Começaram a levantar histórias de corrupção de quando meu pai foi ministro.
Todos os dias havia uma coletiva de imprensa para divulgar alguma história mentirosa. Daí, quando entramos no governo, foi pior. Diziam que eu havia usado o avição presidencial para ver shows de Shakira pela América do Sul; que meu irmão havia ido ao Ritz de Chicago com dinheiro público.
E a histórias das amantes e de que seu pai batia na sua mãe?
Tudo mentira. Diziam que papai tinha amantes, que batia na minha mãe e que ela até esteve no hospital militar em terrível estado. Foi totalmente mentira.
Falaram que não era minha irmã que estava grávida, mas que era eu. Depois disseram que eu havia abortado porque me viram com uma blusa mais justa.
Quando eu saía com uma bata, eles colocavam nos jornais "Pichu agora usa bata".
E a questão de que seu pai e seu irmão estariam envolvidos com o narcotráfico?
Isso começou no primeiro ano de governo e os rumores foram feitos diretamente por esse senhor Robert Carmona, um venezuelano que está
refugiado nos EUA porque fugiu da Justiça venezuelana. Ele esteve envolvido no golpe de Estado de Hugo Chávez na Venezuela. Em 2006, houve um problema em uma empresa da qual ele era dono, Latino. Foi dito que ele tinha feito um contrato ilícito com o Estado e que havia subornado certas pessoas. Quando foi divulgado, coincidiu com uma campanha que fizemos contra o narcotráfico no país, em que ele estava envolvido. Imediatamente ele começou a fazer críticas pessoais contra meu pai. De fato, queriam envolver meu pai no caso da empresa Latino. Ele dizia que era a meu pai que eles haviam subornado.
Foi demonstrado que o contrato havia sido feito no governo anterior e que meu pai não tinha nada a ver com a história. O Departamento de Justiça dos EUA demonstrou que meu pai não tinha nada que ver com isso. De imediato, envolveram meu irmão, que está casado com Marcela Kafati, cujo pai é dono da empresa de café Índio, que é uma das maiores empresas de Honduras. Carmona era amigo de um tio de Marcela, cujo pai tem problemas com o próprio irmão por causa de herança. Ele começou a falar que meu irmão tinha vínculo com o narcotráfico, coisas totalmente falsas, onde não se comprovou nada. Durante o golpe, disseram que havia uma ordem de captura contra meu irmão pelo narcotráfico, sem apresentar nenhuma prova. Deixaram de envolver meu irmão para envolver meu pai, que passou a ser o narcotraficante.
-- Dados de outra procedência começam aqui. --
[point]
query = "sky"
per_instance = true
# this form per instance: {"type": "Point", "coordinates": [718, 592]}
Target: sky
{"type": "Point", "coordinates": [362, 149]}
É tudo falso.
Como se encontra seu pai e com que frequência vocês o visitam?
Nós o visitamos todos os domingos, que é quando os militares nos deixam passar.
Papai tem uma hérnia de disco e precisa de cuidados médicos. Nós levamos sua comida todos os dias. Antes, essa comida era cheirada por cachorros. Hoje, eles usam luvas de plástico para verificar com as mãos se não há nada dentro das embalagens. O maior problema é com o lixo, que se aglomera. O cheiro é insuportável. Há muitas moscas.
Ele chegou a fazer algum pedido exótico a vocês?
Não, apenas que nós lhe levássemos banana, mas só que os militares não deixam que entrem frutas.
Dizem que só com receita médica. Vê se pode. Recentemente, nós levamos seu violão. Mamãe diz que ele passa muito tempo tocando as canções que gosta. Eu mandei para ele alguns acordes pela internet. Essa é a forma que ele encontrou para relaxar.